I’ve been getting wav2vec 2.0 up and running locally following the example code for facebook/wav2vec2-base-960h

from datasets import load_dataset
from transformers import Wav2Vec2ForCTC, Wav2Vec2Processor
import torch
from jiwer import wer


librispeech_eval = load_dataset("librispeech_asr", "clean", split="test")

model = Wav2Vec2ForCTC.from_pretrained("facebook/wav2vec2-base-960h").to("cuda")
processor = Wav2Vec2Processor.from_pretrained("facebook/wav2vec2-base-960h")

def map_to_pred(batch):
    input_values = processor([b["array"] for b in batch["audio"]], return_tensors="pt", padding="longest").input_values
    with torch.no_grad():
        logits = model(input_values.to("cuda")).logits

    predicted_ids = torch.argmax(logits, dim=-1)
    transcription = processor.batch_decode(predicted_ids)
    batch["transcription"] = transcription
    return batch

result = librispeech_eval.map(map_to_pred, batched=True, batch_size=1, remove_columns=["audio"])

print("WER:", wer(result["text"], result["transcription"]))

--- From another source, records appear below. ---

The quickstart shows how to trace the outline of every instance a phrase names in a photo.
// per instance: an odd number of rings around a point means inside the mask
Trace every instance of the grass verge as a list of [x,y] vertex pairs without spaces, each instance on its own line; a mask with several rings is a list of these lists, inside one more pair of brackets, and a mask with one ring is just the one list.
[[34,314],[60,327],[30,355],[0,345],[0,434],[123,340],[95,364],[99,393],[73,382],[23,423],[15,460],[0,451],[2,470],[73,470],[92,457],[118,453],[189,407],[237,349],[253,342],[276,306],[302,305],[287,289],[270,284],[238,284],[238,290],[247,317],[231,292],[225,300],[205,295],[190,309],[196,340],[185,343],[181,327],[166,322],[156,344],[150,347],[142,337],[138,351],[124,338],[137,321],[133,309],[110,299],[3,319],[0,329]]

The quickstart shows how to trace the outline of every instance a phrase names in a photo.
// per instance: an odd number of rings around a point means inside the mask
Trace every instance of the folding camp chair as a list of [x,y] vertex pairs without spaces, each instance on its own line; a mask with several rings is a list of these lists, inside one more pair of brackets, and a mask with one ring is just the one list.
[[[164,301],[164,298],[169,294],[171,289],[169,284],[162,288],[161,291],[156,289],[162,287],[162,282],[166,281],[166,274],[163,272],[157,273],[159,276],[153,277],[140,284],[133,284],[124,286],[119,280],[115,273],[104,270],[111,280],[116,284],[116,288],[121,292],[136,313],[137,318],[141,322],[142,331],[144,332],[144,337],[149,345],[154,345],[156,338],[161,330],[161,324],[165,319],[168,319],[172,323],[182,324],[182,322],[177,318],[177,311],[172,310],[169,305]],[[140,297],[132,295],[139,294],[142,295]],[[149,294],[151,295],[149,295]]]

However, when I run the code, I get the following warning on repeat:

It is strongly recommended to pass the ``sampling_rate`` argument to this function. Failing to do so can result in silent errors that might be hard to debug.

I’d like to do what it says by providing the sampling_rate to the Wav2Vec2Processor but when I instead build the Wav2Vec2FeatureExtractor by explicitly providing the sampling_rate (and other arguments) as shown below:

tokenizer = Wav2Vec2CTCTokenizer.from_pretrained('facebook/wav2vec2-base-960h')

feature_extractor = Wav2Vec2FeatureExtractor(
    feature_size=1, sampling_rate=16000, padding_value=0.0, return_attention_mask=False,
    do_normalize=True, padding_size="right"
)

processor = Wav2Vec2Processor(feature_extractor, tokenizer)

this does not make the warning go away.

Even if I try to use warnings.catch_warnings() to suppress the warning it doesn’t seem to help either, although this seems like bad practice anyway.

I also found this stackexchange issue and this kaggle notebook containing the same problem.

I have been looking at the source code for Wav2Vec2FeatureExtractor as well, and while I can see where the warning is being raised I can’t see where the code is going wrong.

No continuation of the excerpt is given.